World BTC claims it is headed up by “Justin Shopen”, however the photo used to represent Shopen is actually Joe Semaan.

On LinkedIn Semaan cites himself as a “sales coach & leadership mentor”. As far as I can tell he doesn’t have anything to do with World BTC.

Considering this, there’s a good chance the rest of the information provided on World BTC’s website is bogus too (the Nevada address for example).

World BTC’s website domain (“worldbtc.pro”) was privately registered on September 10th, 2019.

As always, if an MLM company is not openly upfront about who is running or owns it, think long and hard about joining and/or handing over any money.

World BTC’s Products

World BTC has no retailable products or services, with affiliates only able to market World BTC itself.

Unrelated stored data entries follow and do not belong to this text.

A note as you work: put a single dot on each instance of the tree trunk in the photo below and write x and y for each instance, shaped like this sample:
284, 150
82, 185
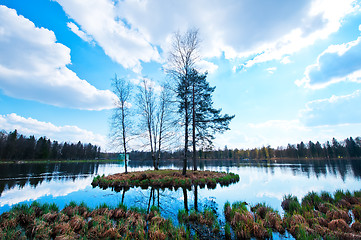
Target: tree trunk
194, 130
185, 140
124, 142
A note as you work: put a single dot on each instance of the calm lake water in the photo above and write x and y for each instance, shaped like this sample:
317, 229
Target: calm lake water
260, 181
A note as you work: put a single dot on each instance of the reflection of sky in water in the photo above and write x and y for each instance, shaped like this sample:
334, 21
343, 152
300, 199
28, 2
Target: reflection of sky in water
258, 183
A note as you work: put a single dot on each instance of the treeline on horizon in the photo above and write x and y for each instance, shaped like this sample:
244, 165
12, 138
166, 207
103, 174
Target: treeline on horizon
15, 146
348, 148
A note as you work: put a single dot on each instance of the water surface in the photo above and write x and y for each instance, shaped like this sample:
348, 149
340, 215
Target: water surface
260, 181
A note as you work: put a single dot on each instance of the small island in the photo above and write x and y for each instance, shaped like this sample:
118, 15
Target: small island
165, 179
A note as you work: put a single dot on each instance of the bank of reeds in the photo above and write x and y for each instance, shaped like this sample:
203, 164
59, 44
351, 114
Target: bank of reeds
316, 216
43, 221
165, 179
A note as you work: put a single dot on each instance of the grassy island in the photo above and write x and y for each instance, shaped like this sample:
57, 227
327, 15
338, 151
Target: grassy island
165, 179
316, 216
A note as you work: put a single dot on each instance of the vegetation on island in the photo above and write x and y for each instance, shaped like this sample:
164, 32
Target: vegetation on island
165, 179
45, 221
148, 115
317, 216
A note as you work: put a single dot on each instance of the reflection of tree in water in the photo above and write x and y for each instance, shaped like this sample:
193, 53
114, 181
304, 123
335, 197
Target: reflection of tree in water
12, 175
169, 202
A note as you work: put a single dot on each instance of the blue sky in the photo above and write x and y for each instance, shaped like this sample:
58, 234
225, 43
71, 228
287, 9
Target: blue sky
289, 70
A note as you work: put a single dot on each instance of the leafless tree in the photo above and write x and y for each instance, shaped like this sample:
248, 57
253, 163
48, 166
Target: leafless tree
156, 117
121, 122
182, 59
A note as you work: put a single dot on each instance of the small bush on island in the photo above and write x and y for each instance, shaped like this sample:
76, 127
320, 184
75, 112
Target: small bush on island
165, 179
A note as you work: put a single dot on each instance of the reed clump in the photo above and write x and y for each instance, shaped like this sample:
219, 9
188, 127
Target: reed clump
165, 179
75, 221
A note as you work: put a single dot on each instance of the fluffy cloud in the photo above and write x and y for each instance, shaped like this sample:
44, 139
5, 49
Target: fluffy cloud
119, 40
75, 29
334, 110
265, 30
33, 66
337, 63
30, 126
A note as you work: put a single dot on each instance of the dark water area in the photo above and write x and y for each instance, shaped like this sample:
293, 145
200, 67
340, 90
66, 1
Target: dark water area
260, 181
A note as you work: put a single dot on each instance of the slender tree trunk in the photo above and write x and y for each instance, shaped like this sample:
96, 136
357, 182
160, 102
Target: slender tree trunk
185, 139
196, 198
123, 195
124, 142
185, 196
194, 130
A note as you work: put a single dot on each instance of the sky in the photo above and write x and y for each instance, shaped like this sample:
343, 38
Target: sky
289, 71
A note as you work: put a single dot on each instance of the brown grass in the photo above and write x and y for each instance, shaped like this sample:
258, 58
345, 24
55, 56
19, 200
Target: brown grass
339, 225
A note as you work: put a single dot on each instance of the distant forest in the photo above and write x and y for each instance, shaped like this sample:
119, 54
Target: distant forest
349, 148
14, 146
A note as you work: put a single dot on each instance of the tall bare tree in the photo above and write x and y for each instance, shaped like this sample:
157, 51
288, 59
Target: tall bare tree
182, 59
121, 125
155, 117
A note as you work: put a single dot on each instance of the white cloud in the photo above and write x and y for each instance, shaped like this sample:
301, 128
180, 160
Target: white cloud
336, 64
33, 66
122, 43
75, 29
271, 70
30, 126
334, 110
128, 30
286, 60
320, 120
206, 66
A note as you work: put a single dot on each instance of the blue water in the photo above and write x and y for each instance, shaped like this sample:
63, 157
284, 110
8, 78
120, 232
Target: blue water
260, 181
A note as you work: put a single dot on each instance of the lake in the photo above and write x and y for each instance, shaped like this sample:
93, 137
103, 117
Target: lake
260, 181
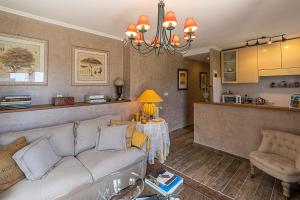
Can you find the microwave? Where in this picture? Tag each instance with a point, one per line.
(231, 98)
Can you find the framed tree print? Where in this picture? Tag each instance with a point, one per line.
(182, 79)
(89, 66)
(23, 60)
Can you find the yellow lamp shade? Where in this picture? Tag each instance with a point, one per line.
(149, 96)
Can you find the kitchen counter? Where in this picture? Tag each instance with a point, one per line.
(236, 128)
(270, 107)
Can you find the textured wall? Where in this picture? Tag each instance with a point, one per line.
(61, 41)
(42, 118)
(160, 73)
(236, 130)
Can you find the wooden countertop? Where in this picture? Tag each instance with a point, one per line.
(268, 107)
(50, 106)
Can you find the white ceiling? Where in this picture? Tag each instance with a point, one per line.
(222, 23)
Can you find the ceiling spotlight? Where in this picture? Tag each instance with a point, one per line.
(270, 41)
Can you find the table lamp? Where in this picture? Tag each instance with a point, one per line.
(149, 97)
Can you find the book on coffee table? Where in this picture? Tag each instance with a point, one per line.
(165, 186)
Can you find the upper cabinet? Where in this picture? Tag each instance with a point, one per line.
(240, 65)
(229, 66)
(291, 53)
(247, 69)
(269, 56)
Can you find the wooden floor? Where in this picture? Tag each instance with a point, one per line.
(224, 173)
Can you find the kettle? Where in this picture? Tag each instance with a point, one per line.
(260, 101)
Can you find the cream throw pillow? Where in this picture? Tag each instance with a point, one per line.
(130, 129)
(10, 173)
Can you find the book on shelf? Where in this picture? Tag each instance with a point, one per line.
(164, 182)
(17, 97)
(15, 103)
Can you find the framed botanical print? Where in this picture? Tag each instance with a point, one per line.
(89, 66)
(23, 60)
(182, 79)
(203, 80)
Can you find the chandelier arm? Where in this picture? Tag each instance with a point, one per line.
(146, 43)
(139, 47)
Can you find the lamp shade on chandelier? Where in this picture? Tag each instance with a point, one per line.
(164, 38)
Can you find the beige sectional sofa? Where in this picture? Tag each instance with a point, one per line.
(82, 168)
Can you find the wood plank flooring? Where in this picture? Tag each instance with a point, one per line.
(225, 174)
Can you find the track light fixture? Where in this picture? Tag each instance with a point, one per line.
(262, 40)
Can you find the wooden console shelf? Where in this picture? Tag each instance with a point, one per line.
(50, 106)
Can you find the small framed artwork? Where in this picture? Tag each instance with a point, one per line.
(90, 66)
(182, 79)
(23, 60)
(203, 80)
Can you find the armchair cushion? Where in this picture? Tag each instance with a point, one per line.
(280, 143)
(275, 165)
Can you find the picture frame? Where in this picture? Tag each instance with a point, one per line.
(203, 80)
(89, 66)
(23, 60)
(182, 79)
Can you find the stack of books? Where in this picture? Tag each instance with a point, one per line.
(164, 181)
(94, 99)
(15, 102)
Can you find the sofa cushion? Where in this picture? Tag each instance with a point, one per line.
(112, 138)
(87, 131)
(61, 137)
(130, 129)
(102, 163)
(36, 159)
(276, 165)
(68, 176)
(10, 173)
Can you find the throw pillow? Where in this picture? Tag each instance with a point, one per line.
(139, 139)
(112, 138)
(130, 129)
(36, 159)
(10, 173)
(87, 131)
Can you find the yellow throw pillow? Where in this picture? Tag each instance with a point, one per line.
(139, 139)
(10, 173)
(130, 129)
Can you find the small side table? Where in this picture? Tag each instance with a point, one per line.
(158, 132)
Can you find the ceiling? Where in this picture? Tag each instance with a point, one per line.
(222, 23)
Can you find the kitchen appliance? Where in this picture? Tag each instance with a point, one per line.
(231, 98)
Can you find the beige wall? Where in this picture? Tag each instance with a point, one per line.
(61, 41)
(139, 73)
(160, 73)
(237, 130)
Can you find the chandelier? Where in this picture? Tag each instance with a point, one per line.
(164, 38)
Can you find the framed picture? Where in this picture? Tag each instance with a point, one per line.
(23, 61)
(182, 79)
(203, 80)
(89, 66)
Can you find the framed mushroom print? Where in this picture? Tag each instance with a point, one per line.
(23, 60)
(89, 66)
(182, 79)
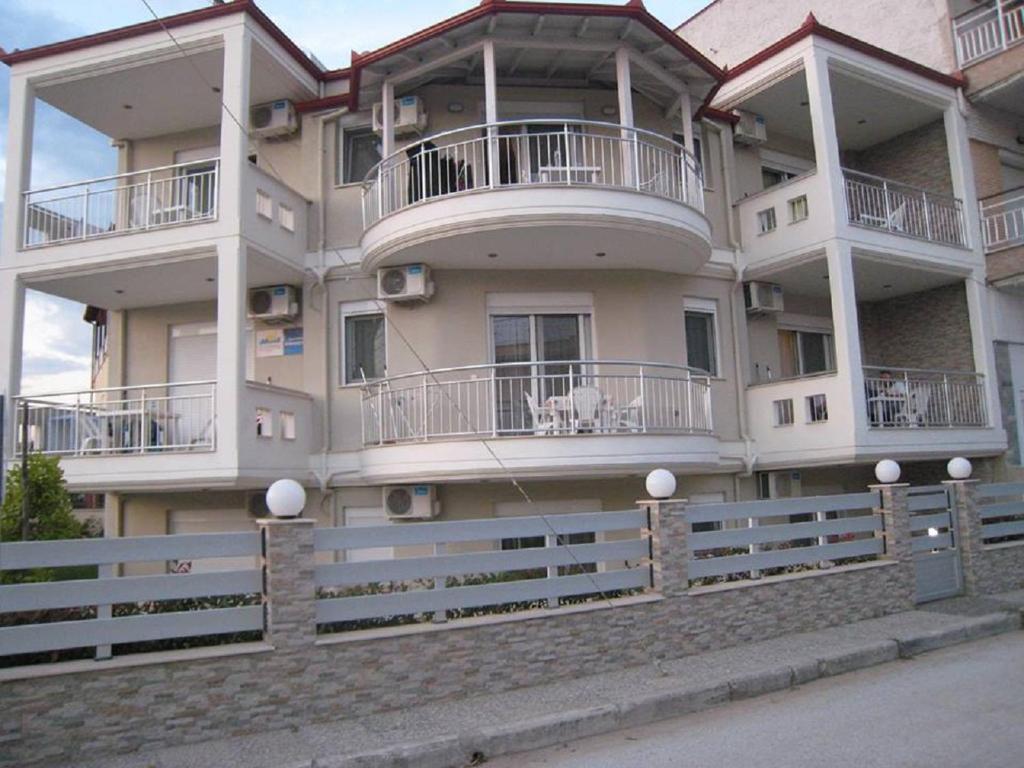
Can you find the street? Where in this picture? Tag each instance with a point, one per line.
(963, 706)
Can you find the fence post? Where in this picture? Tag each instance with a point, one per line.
(669, 554)
(967, 516)
(289, 588)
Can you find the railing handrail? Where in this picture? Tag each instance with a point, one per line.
(372, 174)
(116, 176)
(691, 372)
(99, 390)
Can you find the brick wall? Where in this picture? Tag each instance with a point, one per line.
(927, 330)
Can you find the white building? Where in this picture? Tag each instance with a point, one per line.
(574, 250)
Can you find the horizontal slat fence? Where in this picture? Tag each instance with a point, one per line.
(524, 562)
(1001, 512)
(744, 540)
(38, 616)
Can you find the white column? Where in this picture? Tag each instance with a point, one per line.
(20, 123)
(235, 124)
(826, 155)
(231, 417)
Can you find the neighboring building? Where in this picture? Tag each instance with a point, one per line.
(574, 216)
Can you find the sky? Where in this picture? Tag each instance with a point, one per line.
(56, 340)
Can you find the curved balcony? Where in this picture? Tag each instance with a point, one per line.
(543, 194)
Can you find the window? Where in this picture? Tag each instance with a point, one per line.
(364, 353)
(805, 352)
(701, 351)
(783, 413)
(359, 151)
(798, 209)
(817, 409)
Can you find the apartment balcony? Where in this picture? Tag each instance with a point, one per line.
(547, 194)
(537, 419)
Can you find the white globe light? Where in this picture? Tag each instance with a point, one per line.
(960, 468)
(660, 483)
(286, 499)
(887, 471)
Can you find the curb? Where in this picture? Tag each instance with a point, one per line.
(474, 747)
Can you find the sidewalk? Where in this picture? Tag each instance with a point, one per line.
(452, 734)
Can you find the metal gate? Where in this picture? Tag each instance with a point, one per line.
(934, 543)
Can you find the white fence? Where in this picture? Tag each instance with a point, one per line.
(1003, 220)
(914, 397)
(1003, 512)
(34, 632)
(751, 539)
(537, 398)
(525, 562)
(524, 154)
(172, 417)
(150, 199)
(883, 204)
(986, 31)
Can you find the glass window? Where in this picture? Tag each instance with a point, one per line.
(364, 356)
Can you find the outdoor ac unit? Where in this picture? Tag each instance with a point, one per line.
(410, 502)
(751, 129)
(410, 117)
(273, 119)
(273, 303)
(763, 297)
(410, 283)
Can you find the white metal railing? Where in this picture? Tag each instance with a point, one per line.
(49, 615)
(1003, 219)
(173, 417)
(986, 31)
(567, 153)
(884, 204)
(528, 562)
(912, 397)
(537, 398)
(132, 202)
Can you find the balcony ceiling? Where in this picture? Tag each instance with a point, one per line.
(168, 95)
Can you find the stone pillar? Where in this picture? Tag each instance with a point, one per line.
(289, 588)
(969, 536)
(668, 546)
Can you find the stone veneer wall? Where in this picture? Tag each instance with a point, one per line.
(54, 719)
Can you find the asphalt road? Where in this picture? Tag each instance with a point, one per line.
(958, 707)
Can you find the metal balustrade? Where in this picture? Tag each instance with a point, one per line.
(1003, 219)
(546, 398)
(883, 204)
(526, 154)
(138, 201)
(989, 30)
(115, 421)
(909, 397)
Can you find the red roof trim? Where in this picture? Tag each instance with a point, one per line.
(811, 26)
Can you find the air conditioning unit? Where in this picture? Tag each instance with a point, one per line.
(274, 303)
(410, 283)
(410, 117)
(751, 129)
(763, 297)
(272, 119)
(410, 502)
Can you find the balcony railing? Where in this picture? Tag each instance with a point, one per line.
(884, 204)
(133, 202)
(567, 397)
(913, 398)
(551, 153)
(157, 418)
(1003, 219)
(986, 31)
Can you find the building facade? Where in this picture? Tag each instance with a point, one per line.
(569, 249)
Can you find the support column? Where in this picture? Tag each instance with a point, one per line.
(289, 586)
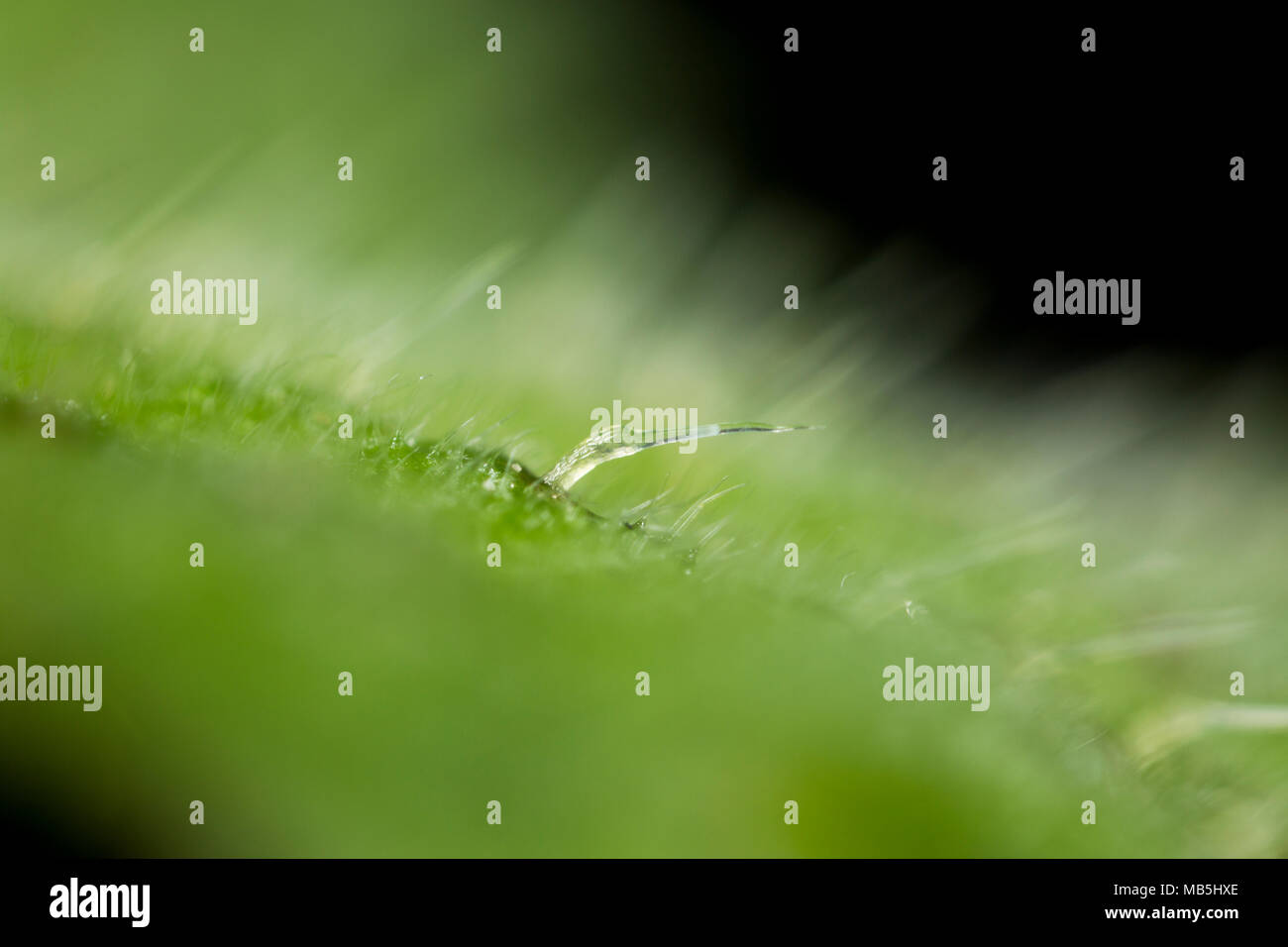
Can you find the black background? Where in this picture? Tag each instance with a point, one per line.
(1113, 163)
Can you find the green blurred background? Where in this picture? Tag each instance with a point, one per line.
(518, 684)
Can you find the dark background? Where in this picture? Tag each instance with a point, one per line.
(1113, 163)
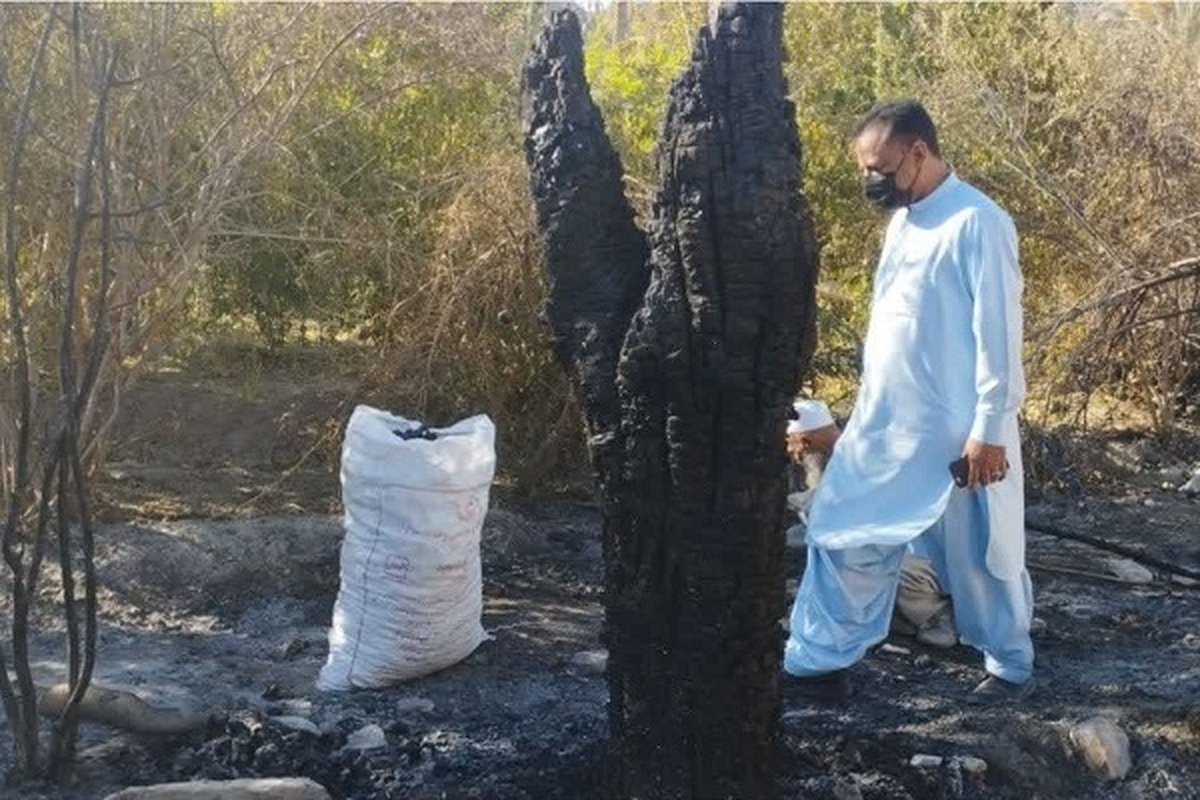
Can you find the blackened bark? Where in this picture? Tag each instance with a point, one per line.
(689, 445)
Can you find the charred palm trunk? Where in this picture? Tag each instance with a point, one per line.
(684, 352)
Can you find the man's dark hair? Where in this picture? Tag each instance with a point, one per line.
(905, 119)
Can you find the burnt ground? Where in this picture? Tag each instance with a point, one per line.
(229, 615)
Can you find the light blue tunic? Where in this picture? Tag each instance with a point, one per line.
(941, 365)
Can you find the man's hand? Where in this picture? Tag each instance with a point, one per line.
(985, 463)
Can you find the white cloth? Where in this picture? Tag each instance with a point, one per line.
(941, 365)
(810, 416)
(845, 600)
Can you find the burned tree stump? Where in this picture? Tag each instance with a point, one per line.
(685, 359)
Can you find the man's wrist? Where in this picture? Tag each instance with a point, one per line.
(989, 427)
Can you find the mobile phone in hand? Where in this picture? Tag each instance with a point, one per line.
(960, 471)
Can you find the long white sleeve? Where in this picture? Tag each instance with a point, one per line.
(996, 284)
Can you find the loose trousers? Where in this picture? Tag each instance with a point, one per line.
(844, 602)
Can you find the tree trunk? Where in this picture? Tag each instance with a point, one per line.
(685, 360)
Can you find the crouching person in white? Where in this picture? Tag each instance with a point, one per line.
(941, 379)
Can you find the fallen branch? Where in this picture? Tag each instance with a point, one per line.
(1113, 547)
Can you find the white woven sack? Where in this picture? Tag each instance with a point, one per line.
(411, 595)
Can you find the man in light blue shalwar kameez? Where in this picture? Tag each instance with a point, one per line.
(942, 380)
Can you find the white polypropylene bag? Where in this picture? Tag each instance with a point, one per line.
(411, 595)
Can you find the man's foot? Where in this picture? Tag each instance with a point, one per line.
(996, 691)
(831, 686)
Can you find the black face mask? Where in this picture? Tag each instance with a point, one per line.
(880, 188)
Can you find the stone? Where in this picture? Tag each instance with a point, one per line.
(414, 704)
(971, 765)
(297, 723)
(1103, 746)
(1129, 571)
(276, 788)
(589, 662)
(369, 737)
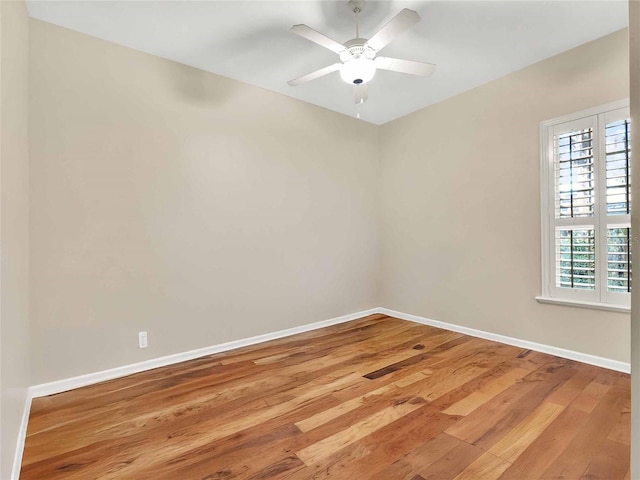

World BTC’s Compensation Plan

World BTC affiliates invest $100 or more worth of bitcoin, on the promise of an advertised 5% to 10% weekly ROI.

Investment terms are capped at 24 months, during which a 1040% minimum ROI is promised.

Referral commissions on invested funds are paid out down two levels of recruitment (unilevel):

  • 3% on level 1 (personally recruited affiliates)
  • 1% on level 2

Joining World BTC

World BTC affiliate membership is free.

Full participation in the attached income opportunity however requires a minimum $100 investment in bitcoin.

Conclusion

World BTC claims to generate external revenue through the activity of “expert traders”.

No evidence of this is provided, nor any other source of external revenue generation.

This leaves new investment as the sole source of revenue entering World BTC.

Using new investment to pay affiliates weekly returns makes World BTC a Ponzi scheme.

As with all MLM Ponzi schemes, once affiliate recruitment dies down so too will new investment.

This will starve World BTC of ROI revenue, eventually prompting a collapse.

The math behind Ponzi schemes guarantees that when they collapse, the majority of participants lose money.